Türkiye solu ve antisemitizm

Söz konusu antisemitizm olduğunda sol düşünce nerede duruyor?

Perspektif 0 yorum
22 Nisan 2015 Çarşamba

Işıl Demirel

Türkiye’de ezelden beri var olan güçlü antisemit düşünce yapısını yok saymak mümkün değil. Üstüne üstlük bu düşünce yapısı günümüzde güç kaybedeceğine daha da yaygın ve patavatsızca üretilmeye ve tüketilmeye başlandı. Peki, yalnızca sağcı ideoloji /ideolojiler tarafından üretildiği ve severek tüketildiği varsayılan bu hastalıklı ve ırkçı düşünce yapısında solun hiç mi payı yok? Artık sormak lazım. Söz konusu antisemitizm olduğunda sol düşünce nerede duruyor? 

Yüzleşme vakti geldi de geçiyor belki de. Söz konusu antisemitizm olduğunda Türkiye’de sol ideoloji ne diyor? Nerede duruyor? Sorduk mu hiç kendimize?

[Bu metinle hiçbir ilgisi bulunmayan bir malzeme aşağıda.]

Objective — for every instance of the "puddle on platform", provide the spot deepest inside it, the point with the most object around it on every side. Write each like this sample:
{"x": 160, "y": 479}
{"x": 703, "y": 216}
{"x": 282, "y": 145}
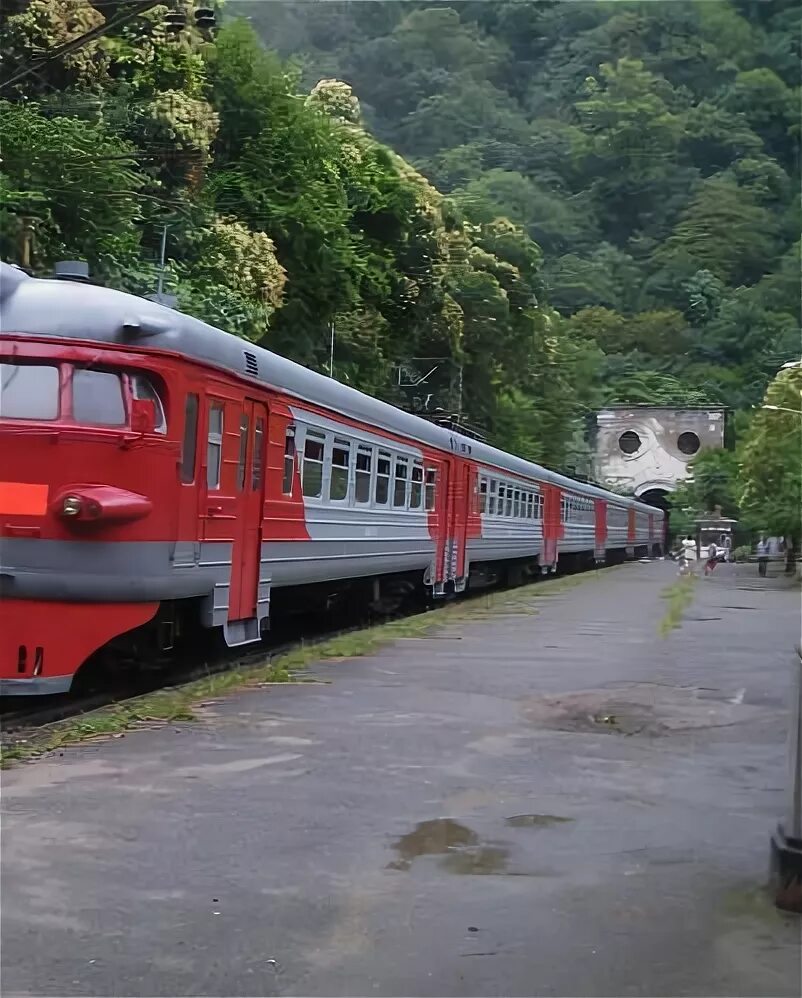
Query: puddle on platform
{"x": 535, "y": 820}
{"x": 476, "y": 861}
{"x": 458, "y": 846}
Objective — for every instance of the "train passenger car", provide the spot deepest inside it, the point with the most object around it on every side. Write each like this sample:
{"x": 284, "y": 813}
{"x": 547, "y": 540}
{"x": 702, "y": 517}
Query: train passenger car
{"x": 159, "y": 474}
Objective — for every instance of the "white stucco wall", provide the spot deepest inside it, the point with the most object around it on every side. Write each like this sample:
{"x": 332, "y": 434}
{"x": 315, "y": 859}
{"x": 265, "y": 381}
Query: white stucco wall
{"x": 658, "y": 463}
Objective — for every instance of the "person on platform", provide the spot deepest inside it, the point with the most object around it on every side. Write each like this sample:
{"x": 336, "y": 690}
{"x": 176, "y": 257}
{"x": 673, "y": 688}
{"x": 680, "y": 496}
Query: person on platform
{"x": 762, "y": 552}
{"x": 688, "y": 555}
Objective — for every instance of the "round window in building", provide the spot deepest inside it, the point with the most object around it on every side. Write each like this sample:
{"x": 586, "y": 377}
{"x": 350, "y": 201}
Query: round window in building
{"x": 629, "y": 442}
{"x": 688, "y": 443}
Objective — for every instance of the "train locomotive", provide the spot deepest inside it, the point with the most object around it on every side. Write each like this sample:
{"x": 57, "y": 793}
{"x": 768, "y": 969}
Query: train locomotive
{"x": 158, "y": 474}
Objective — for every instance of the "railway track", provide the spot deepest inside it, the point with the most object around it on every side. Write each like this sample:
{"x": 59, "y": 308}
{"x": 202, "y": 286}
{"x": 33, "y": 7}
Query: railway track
{"x": 18, "y": 719}
{"x": 37, "y": 712}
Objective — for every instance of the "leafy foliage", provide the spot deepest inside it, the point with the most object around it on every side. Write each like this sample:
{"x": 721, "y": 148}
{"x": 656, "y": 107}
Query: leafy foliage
{"x": 770, "y": 465}
{"x": 589, "y": 202}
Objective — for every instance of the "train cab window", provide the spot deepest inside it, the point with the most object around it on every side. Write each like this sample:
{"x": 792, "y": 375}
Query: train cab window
{"x": 383, "y": 478}
{"x": 244, "y": 430}
{"x": 189, "y": 445}
{"x": 340, "y": 468}
{"x": 142, "y": 388}
{"x": 97, "y": 398}
{"x": 364, "y": 467}
{"x": 289, "y": 461}
{"x": 312, "y": 475}
{"x": 258, "y": 453}
{"x": 400, "y": 482}
{"x": 416, "y": 487}
{"x": 28, "y": 391}
{"x": 214, "y": 447}
{"x": 431, "y": 485}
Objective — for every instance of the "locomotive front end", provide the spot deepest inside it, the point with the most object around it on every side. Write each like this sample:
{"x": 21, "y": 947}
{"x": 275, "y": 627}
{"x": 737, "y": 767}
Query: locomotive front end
{"x": 83, "y": 535}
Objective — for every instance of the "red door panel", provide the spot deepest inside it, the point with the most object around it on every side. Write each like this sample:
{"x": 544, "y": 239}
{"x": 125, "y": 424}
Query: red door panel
{"x": 232, "y": 493}
{"x": 247, "y": 552}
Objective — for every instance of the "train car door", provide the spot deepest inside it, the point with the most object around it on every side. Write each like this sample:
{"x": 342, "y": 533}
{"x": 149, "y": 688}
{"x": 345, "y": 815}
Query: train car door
{"x": 247, "y": 550}
{"x": 464, "y": 504}
{"x": 231, "y": 511}
{"x": 438, "y": 507}
{"x": 600, "y": 513}
{"x": 552, "y": 525}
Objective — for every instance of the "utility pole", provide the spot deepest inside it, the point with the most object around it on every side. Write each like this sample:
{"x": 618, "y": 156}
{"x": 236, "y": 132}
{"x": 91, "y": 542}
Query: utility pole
{"x": 786, "y": 843}
{"x": 26, "y": 241}
{"x": 162, "y": 256}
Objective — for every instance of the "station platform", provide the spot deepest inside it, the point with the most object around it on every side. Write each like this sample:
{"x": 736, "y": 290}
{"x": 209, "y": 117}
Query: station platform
{"x": 545, "y": 798}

En basit anlamı ile, hiç literatüre girmeden, ansiklopedi, tarihçe karıştırmadan antisemitizm, Yahudi’den yalnızca ve yalnızca Yahudi olduğu için nefret etmek anlamına gelir. Bu nefret, Yahudi’nin doğal özelliklerine atfedilerek içselleştirilir. Zaman içinde öyle doğal bir hal alır ki antisemitizm, değil suç olmak kabahat olma niteliği bile taşımaz hale gelir. Tam tersine Yahudi’ye kızmamak, nefret etmemek garipsenir. Her taşın altında Masonluk, Yahudilik aramamak bir yana dünyayı Yahudilerin yönettiğine duyulan inancın pekişmediği bir gün geçirilemez olur. Antisemitizm işte bu en basit tanımlama, lafı dolandırmadan düpedüz ırkçılıktır.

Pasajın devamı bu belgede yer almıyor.